“Would that it had been!” said Hildegarde. “I could at least have regretted him as a near relation, and felt pity for his untimely end.”
“And do you not feel this?” asked Hamilton.
“No,” answered Hildegarde, sternly. “In recalling calmly his words and actions this night, I find him wholly unworthy of esteem. My recollection of him, now stained with blood, is hideous, most horrible.” She shuddered while she spoke, and then walked down the dark passage without looking at Hamilton, who held his door open until she had entered her room.
CHAPTER XXXI.
WHERE IS THE BRIDEGROOM?
Hamilton’s slumbers were disturbed by confused dreams of Hildegarde and Raimund; but towards morning he fell into a heavy sleep, from which he was awakened by the return of Mr. Rosenberg, his wife and children; the latter, probably to indemnify themselves for their forced good behaviour during their absence, now scampered riotously up and down the corridor, blowing little wooden trumpets, which had been given them by their grandfather just before they had left him.
When Hamilton was dressed, he found the whole family assembled at breakfast, all in high spirits.

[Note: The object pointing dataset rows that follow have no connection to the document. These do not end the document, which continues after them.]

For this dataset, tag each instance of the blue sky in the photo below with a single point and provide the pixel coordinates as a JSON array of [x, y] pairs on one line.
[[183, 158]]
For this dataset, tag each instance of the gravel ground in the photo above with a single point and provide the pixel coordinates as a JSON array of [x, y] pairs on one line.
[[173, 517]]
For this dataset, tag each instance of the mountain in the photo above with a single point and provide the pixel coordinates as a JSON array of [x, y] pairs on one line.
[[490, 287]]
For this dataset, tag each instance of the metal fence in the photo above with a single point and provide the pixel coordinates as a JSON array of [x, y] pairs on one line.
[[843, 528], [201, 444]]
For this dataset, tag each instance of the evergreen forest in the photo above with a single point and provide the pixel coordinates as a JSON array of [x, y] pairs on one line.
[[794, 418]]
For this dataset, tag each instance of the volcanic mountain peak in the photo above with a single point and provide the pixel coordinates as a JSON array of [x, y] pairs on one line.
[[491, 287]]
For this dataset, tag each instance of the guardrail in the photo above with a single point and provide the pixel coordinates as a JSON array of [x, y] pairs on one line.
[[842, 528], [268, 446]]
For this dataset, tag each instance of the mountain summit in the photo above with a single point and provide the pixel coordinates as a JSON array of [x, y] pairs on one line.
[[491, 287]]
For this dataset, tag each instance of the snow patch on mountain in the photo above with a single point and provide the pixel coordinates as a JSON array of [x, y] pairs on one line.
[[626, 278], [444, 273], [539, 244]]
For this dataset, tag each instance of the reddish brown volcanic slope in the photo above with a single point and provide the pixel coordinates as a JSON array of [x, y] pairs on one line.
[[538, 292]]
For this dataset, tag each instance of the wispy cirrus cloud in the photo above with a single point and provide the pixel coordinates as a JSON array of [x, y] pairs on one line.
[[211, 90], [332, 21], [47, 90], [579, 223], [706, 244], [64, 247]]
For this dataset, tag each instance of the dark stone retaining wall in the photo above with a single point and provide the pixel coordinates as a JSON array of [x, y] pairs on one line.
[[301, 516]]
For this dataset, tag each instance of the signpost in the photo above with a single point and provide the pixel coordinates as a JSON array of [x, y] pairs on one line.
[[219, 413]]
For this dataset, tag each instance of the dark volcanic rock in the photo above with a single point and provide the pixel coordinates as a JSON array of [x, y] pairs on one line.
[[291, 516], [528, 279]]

Crescenz sprang to meet him in her bridesmaid’s dress, looking so pretty that Major Stultz’s laboured compliments were for once not only pardonable, but even allowable.
“Only think!” she exclaimed, “Hildegarde does not like being bridesmaid, though Marie is much more her friend than mine! She says she has got a headache, and a cold.”
“I knew,” observed Madame Lustig, “I knew she would catch cold, when I saw her turning the ice-cream yesterday. I ought not to have permitted it.”
“The cold is not of much importance,” observed Madame Rosenberg; “I rather think she dislikes putting on a thin white muslin dress in the morning.”